Based on The Double by Fyodor Dostoyevsky, Simon James (Eisenberg) is a clerk in a government agency. He is meek and mild mannered, almost entirely invisible to those around him and entirely incapable of speaking with women. His life takes a surprising turn when a new co-worker starts in his department – this is James Simon, Simon’s exact double and who is his complete opposite – full of confidence and charm. Eisenberg is impressive as both characters, and it’s a testament to his skill as an actor that you always know which of the two is on screen at any time. This is none more apparent as James starts to woo Hannah (Wasikowska), the object of Simon’s affections and, personality wise, not too dissimilar to him in many respects. It would also be remiss of me to ignore the presence of Wallace Shawn – the man needs to be in more films.
In his suit that is at least a couple of sizes too big, Simon James is an intriguing figure almost instantly. Facing an existential crisis as it looks like he is to be replaced by his slightly sinister yet eternally loved double, Simon fears becoming a boy held up by string – a narrative thread that becomes all the more prescient as James worms his way deeper into people’s affections and slowly starts to edge Simon out of his own life. Are they two sides of the same coin, akin to that episode of Star Trek where Captain Kirk is split into two people, the good and evil sides of his personality? Perhaps. You’ll have to decide this for yourself.
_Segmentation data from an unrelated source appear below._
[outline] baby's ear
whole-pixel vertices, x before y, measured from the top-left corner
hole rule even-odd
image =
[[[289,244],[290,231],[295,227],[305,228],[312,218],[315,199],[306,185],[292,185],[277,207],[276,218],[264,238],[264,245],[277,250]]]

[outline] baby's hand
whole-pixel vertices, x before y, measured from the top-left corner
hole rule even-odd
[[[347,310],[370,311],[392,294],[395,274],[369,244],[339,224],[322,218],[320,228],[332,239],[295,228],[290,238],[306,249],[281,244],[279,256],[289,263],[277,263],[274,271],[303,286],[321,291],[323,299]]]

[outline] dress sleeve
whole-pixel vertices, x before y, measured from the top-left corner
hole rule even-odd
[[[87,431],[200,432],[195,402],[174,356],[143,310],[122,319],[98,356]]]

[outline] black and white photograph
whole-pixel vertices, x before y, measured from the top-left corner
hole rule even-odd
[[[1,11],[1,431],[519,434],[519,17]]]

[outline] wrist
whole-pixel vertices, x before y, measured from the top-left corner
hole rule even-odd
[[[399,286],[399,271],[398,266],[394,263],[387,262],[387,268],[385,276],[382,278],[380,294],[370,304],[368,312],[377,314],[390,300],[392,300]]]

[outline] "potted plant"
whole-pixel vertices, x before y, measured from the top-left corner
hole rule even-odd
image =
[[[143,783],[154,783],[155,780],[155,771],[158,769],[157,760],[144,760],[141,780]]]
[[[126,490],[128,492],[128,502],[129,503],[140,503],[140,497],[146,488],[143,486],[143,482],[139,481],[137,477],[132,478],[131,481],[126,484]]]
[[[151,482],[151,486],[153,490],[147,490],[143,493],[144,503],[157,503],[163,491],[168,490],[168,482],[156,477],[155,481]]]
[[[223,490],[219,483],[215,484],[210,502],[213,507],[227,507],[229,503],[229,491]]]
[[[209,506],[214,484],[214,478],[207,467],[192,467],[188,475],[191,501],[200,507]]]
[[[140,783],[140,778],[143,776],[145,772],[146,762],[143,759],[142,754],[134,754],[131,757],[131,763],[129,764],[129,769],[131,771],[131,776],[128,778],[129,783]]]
I enjoyed the eastern European/communist Russia visual style employed throughout – it’s dark, moody and conjures up an image of an almost fascistic state without directly saying as much. It’s almost cliche to say it, but the visual links to the likes of 1984 or Brazil are immediately apparent – unless of course you haven’t seen either of those, in which case you’ll probably just think everything is a bit dark. It’s also incredibly funny, if you’re attuned to this sort of comedy – very dark, very black, yet also raises the amusing point that literally nobody can see the similarities between Simon and James – are they all really that blind to it?
As may be expected, there are a couple of cameos from the likes of Chris Morris and Chris O’Dowd, which are nice little moments for fans of their work and are momentary distractions at some key points in the narrative. There’s also a recurring set of clips from a science fiction TV show featuring Paddy Considine as a sub-par Flash Gordon character, and whilst entirely unfeasible is something I’d like to see expanded upon and told in its own film or TV series – stranger things have happened!
I felt that the narrative in the second half wasn’t quite as clear as it perhaps should have been, but otherwise it’s an enjoyable romp. Everything established in the first act links nicely to events in the third, so whilst it may not have been as clear as I would have preferred, the script is at least tightly structured. Whilst the more intricate aspects of the plot may not have received the clarity they deserved, Ayoade has at least provided a very competently made film and, combined with Eisenberg’s performance, makes you believe that Simon and James are coexisting in the same space.